I've been wading through the books trying to get my head around TAWS / EGPWS system requirements.

So far as I can tell, the regs require a TAWS, at A or B level functionality for aeroplanes or helicopters over a given size. It is normal to include a radalt feed into the system, but not strictly required - although so far as I can tell all aeroplane systems and most(?) helicopter systems do include a radalt feed.

Also so far as I can tell, there's no requirement for duplication of any part of a TAWS system, including of the radalt?

Do I read this correctly, and if I'm wrong, is anybody able to point at the regulations that prove me wrong?

Thanks IGh, that's clear enough about how it works - do you happen to know if there's any regulatory requirement for anything to be duplicated within that system?

G, from a regulatory aspect (ICAO Annex 6) and National Authorities Ops Reqs; all that they required is to have the appropriate level of TAWS fitted.
Technical requirements are in AC25-23 which outlines the manner in which TAWS should work, and also in TSO's (TSO 151b?).
My knowledge is dated, but I would be very surprised if any TAWS ‘A’ would be certifiable without Rad Alt.
TAWS ‘B’ might be with the use of GPS, see CAA Letter of Consultation 6 Nov 2002, but most documentation suggest that Geometric Altitude is not accurate enough.

If I recall correctly there are some TAWS alerts that can trigger on approach, e.g. high sink rate or too much bank angle below a certain height. These may depend on a Radalt input to ensure they are accurate and, perhaps more importantly, don't get triggered falsely. Baro/Inertial/GPS height may not be good enough by itself, particularly when descending in the landing configuration (as you probably know, on some aircraft types with high throttle settings + full flap/slat and gear down are not usually as amenable to static pressure error correction as they are in the cruise configuration). The addition of Radalt data in to the mix improves the accuracy in the height solution for the final phase of flight.

Having said that, given that TAWS almost certainly uses some form of Kalman filtering to fuse the data from the different height sources, I would suspect loss of the Radalt would not be a major problem. It would just reduce the accuracy slightly when operating close to the ground, particularly on approach, so the system should respond by increasing the alert thresholds a bit. It might increase the false alarm rate slightly but I doubt it would be unsafe in any way. Therefore I suspect one Radalt would be sufficient.

As to specific regulations and requirements, I would have a good look through the EUROCAE and RTCA websites and FAA ACs to see if they have a specific MASPS document or similar (if you haven't already!).

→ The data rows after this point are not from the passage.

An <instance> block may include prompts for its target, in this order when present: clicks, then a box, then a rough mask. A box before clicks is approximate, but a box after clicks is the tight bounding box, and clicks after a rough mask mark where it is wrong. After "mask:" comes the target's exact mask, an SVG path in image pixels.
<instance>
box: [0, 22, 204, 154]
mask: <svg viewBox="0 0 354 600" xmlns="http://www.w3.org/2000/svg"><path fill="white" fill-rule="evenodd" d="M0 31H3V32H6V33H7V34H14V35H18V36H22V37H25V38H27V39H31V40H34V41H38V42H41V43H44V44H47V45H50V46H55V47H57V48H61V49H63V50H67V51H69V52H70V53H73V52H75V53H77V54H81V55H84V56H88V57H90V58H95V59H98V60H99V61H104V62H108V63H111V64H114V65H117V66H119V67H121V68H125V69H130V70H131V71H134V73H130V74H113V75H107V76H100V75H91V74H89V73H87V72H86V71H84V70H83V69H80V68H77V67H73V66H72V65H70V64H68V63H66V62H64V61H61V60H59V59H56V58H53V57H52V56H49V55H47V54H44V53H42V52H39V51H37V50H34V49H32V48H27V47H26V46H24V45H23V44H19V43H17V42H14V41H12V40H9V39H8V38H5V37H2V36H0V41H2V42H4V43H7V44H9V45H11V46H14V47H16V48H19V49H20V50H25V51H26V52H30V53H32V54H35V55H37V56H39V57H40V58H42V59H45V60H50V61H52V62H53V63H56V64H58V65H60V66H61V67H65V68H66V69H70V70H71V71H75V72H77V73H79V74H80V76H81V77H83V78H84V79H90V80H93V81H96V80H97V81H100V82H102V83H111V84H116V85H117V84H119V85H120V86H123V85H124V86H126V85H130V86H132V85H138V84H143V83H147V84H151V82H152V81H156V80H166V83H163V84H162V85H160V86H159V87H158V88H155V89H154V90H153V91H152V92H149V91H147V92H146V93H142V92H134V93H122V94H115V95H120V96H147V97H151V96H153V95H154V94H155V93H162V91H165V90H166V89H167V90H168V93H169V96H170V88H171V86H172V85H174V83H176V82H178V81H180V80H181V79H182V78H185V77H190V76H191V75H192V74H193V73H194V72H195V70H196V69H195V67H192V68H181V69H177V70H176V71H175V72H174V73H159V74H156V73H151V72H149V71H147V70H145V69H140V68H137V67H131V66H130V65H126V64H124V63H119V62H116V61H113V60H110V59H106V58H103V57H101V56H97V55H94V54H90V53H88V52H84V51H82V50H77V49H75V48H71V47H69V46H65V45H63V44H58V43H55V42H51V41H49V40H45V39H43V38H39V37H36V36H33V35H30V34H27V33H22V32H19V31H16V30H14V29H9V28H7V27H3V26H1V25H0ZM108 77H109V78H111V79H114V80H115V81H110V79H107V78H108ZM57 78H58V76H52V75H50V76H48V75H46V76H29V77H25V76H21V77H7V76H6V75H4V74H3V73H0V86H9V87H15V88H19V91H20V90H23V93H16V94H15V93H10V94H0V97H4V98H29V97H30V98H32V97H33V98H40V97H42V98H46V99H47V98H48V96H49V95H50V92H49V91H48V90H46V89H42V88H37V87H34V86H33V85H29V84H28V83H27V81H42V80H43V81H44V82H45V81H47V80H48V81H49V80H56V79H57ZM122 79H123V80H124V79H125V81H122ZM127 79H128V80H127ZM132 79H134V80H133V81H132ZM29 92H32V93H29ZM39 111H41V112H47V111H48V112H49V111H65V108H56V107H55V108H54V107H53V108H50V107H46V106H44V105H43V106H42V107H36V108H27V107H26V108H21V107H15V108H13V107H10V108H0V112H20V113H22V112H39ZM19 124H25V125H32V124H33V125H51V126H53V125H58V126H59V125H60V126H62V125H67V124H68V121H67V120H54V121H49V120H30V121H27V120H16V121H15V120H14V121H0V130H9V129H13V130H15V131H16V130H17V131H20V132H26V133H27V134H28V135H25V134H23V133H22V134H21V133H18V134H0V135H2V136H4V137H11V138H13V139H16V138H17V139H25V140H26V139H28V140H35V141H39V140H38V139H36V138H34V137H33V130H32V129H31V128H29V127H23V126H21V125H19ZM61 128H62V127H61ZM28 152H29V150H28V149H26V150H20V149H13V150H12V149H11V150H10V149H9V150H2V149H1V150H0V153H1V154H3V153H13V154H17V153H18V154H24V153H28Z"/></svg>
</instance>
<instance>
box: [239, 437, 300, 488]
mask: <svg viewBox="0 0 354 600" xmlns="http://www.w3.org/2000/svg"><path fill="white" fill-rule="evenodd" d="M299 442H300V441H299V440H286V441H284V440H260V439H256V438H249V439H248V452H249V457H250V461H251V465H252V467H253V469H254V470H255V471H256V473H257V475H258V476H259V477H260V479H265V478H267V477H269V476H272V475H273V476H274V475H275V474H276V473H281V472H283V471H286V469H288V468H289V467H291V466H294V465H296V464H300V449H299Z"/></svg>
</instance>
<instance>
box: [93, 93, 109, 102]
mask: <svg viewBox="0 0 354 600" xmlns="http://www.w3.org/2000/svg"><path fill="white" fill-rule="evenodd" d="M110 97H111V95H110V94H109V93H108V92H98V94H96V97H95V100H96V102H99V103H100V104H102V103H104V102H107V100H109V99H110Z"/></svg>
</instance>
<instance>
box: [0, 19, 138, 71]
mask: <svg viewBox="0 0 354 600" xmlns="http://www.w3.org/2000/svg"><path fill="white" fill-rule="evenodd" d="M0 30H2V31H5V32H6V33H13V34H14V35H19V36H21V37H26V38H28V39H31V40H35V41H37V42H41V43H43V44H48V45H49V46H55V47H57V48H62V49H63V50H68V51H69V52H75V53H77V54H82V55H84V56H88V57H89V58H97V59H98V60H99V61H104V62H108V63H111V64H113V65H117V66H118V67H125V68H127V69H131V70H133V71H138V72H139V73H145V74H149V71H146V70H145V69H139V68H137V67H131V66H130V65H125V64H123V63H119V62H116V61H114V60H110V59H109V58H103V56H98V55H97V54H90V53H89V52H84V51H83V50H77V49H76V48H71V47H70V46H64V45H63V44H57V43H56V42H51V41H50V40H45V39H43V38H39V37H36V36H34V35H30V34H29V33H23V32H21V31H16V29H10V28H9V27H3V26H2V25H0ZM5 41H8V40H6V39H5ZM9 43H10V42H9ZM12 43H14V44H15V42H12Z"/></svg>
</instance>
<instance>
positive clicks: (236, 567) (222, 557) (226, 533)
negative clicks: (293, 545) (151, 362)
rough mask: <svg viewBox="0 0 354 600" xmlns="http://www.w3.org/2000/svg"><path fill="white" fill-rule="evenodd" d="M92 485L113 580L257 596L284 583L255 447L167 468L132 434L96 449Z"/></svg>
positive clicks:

Thanks all, that's really helpful.

Just when you think you understand aviation technology, something new jumps out at your and you need to ask some dumb questions just to get a basic understanding of which stones to look under. That really is where Pprune is at its best !

WeekendFlyer:

If I recall correctly there are some TAWS alerts that can trigger on approach, e.g. high sink rate or too much bank angle below a certain height. These may depend on a Radalt input to ensure they are accurate and, perhaps more importantly, don't get triggered falsely. Baro/Inertial/GPS height may not be good enough by itself, particularly when descending in the landing configuration (as you probably know, on some aircraft types with high throttle settings + full flap/slat and gear down are not usually as amenable to static pressure error correction as they are in the cruise configuration). The addition of Radalt data in to the mix improves the accuracy in the height solution for the final phase of flight.

The original ground proximity warning system that the FAA mandated as a result of the 1974 TWA 514 CFIT crash, used only a radar altimeter and aircraft configuration. That remained unchanged until the AAL Cali, Colombia CFIT accident in 1995.